Since the number one goal of that website is to draw advertising revenue - by attracting clicks - it also looks like TheStreet plays by the rule of 'controversy sells.'
Any type of commotion created by Street article is going to attract interest - whether the interest is fueled by agreeance or disagreeance - and the readers need to keep that in mind when reading through the emotionally-charged rants.
For as bitter a man as he is, Feuerstein has some wits about him because he tends to keep himself straddling the fine line of legalities without quite going over the edge enough to find serious trouble, but the ethics are completely out the window.
It's safe to say, however, ethics don't mean much to guys like Jim Cramer and Adam Feuerstein.

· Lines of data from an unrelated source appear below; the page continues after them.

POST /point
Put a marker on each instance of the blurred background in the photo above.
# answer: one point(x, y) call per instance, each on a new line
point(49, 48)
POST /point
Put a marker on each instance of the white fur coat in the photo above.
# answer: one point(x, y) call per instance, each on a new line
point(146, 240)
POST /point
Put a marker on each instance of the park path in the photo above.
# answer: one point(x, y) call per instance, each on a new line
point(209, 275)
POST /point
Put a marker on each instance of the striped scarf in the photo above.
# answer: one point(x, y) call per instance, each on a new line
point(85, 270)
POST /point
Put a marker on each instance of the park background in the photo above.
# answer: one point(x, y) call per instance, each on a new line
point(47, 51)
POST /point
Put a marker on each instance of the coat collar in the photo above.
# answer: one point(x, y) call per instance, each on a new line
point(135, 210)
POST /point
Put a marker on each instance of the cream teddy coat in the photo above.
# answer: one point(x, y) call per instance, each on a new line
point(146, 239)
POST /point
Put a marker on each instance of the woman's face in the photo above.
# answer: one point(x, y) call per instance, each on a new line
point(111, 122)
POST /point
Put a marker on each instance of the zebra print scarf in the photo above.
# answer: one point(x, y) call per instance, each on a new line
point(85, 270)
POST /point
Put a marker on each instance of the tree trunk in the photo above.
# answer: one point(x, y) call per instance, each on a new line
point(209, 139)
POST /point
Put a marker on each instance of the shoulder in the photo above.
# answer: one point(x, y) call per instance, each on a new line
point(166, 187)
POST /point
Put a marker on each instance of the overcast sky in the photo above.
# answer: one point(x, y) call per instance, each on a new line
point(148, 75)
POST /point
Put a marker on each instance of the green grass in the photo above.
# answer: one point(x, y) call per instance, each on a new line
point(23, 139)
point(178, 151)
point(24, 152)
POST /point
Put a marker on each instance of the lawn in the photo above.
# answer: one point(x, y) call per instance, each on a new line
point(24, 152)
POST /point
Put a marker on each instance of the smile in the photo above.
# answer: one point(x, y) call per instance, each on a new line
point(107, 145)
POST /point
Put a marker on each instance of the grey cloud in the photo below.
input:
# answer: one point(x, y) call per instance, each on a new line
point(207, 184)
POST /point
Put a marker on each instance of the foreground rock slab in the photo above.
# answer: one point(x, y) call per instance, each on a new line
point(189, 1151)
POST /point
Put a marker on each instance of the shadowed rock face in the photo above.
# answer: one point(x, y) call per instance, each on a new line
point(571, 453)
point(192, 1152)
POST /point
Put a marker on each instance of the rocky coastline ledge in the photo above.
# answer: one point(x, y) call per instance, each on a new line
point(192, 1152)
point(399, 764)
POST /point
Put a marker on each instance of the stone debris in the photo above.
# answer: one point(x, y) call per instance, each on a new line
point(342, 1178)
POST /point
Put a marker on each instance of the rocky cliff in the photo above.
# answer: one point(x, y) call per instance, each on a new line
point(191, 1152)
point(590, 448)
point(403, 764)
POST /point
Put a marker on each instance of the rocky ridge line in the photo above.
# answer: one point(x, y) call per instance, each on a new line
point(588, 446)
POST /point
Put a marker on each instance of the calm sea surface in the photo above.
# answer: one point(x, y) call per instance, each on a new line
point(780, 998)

If you've ever seen Cramer's rants on the Internet about how stocks are manipulated and how the little guy gets screwed - and has gotten screwed by his own games - then you'll probably come to the same conclusion.
And the fact that every stock hacked-up by Feuerstein is accompanied by a hoard of Internet bashers that work relentlessly to add to the fear, panic and disarray created by Feuerstein?
Equally as suspicious.
As always, an investor needs to rely on their own DD to figure out what's what and who's who. It's not a wise move to rely on blogs and message boards to be the foundation of taking up or selling an investment position - especially when it looks like a particular post is lined with emotion and or ulterior agenda.
Disclosure: No position.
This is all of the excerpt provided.